# Lecture 5.1 OpenMP: Serial to Parallel

EN 600.320/420

Instructor: Randal Burns

13 February 2017



Department of Computer Science, Johns Hopkins University

#### **Serial to Parallel**

- My code's not running fast enough: the most common parallel development scenario
  - Video: data delays produce jitter, stalls
  - Web: page render time causes user loss, discomfort
  - Batch processing, indexing, analysis not completing in time
  - High-throughput finance: other models running faster and beating mine to a decision -> lose arbitrage opportunity
- This leads to a natural software engineering process
  - Profile code: find out what's slow
  - Parallelize slow part(s) only
  - Migrate from serial implementation to parallel implementation



# **Serial to Parallel (ii)**

- Not the best process
  - Serial to parallel doesn't produce the best designs
  - Best parallel implementation may require a totally different design
  - No natural evolution
- Just the easiest
  - Compared to a clean-slate redesign



# What is OpenMP

- Parallel programming environment (not language) for:
  - Master/slave and/or fork/join execution model
  - Loop parallelism patterns
  - Shared-memory architectures
- But this doesn't mean anything yet.
- It's the simplest approach to parallelism
  - Write a serial program in a language that you know (C++ or Fortran)
  - Add directives to parallelize portions of the code
  - Get a parallel program that computes that exact same result (serial to parallel equivalence)

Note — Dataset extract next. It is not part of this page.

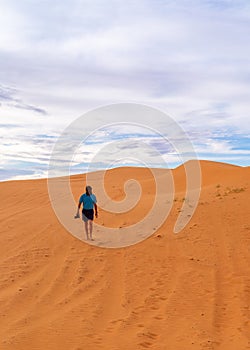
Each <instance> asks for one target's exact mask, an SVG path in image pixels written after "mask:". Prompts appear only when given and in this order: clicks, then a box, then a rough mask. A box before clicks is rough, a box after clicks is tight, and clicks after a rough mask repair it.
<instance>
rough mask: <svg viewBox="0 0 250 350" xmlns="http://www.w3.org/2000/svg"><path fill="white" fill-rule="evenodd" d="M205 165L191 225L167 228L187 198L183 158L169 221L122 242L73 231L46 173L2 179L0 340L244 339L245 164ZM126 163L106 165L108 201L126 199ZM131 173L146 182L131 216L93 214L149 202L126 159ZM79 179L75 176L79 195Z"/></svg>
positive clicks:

## **OpenMP and Serial to Parallel**

- Not fundamentally a serial to parallel environment
- But mostly used in this way because:
  - Programs have a mix of serial to parallel parts
  - Supports serial equivalence
  - All code is serial, parallel parts are defined with directives
- Conforms nicely with Amdahl's law
  - Why did I say that?



## **Shared Memory**

- Coherent read/write to common memory from multiple cores/ processors/(machines)
  - Coherent = repeatable read, read last write, ....
  - Abstraction that there is a single memory for all processors
  - Data sharing by reading/writing to memory
- Hardware that provides this abstraction are called shared memory architectures (typically in a "single machine")
  - Even if there are different physical memories
  - Non-Uniform memory architectures are typical today



https://computing.llnl.gov/tutorials/parallel comp/



## Hardware for OpenMP

- Intel XEON Phi
  - x86 compatible co-processors (P54C original Pentium)
  - 72 cores, 1.5 GHz
  - 115 GB/s memory bandwidth
  - Part of Top Supercomputer and Top Green Supercomputer
- Compares well with Tesla GPUs, but programmable via OpenMP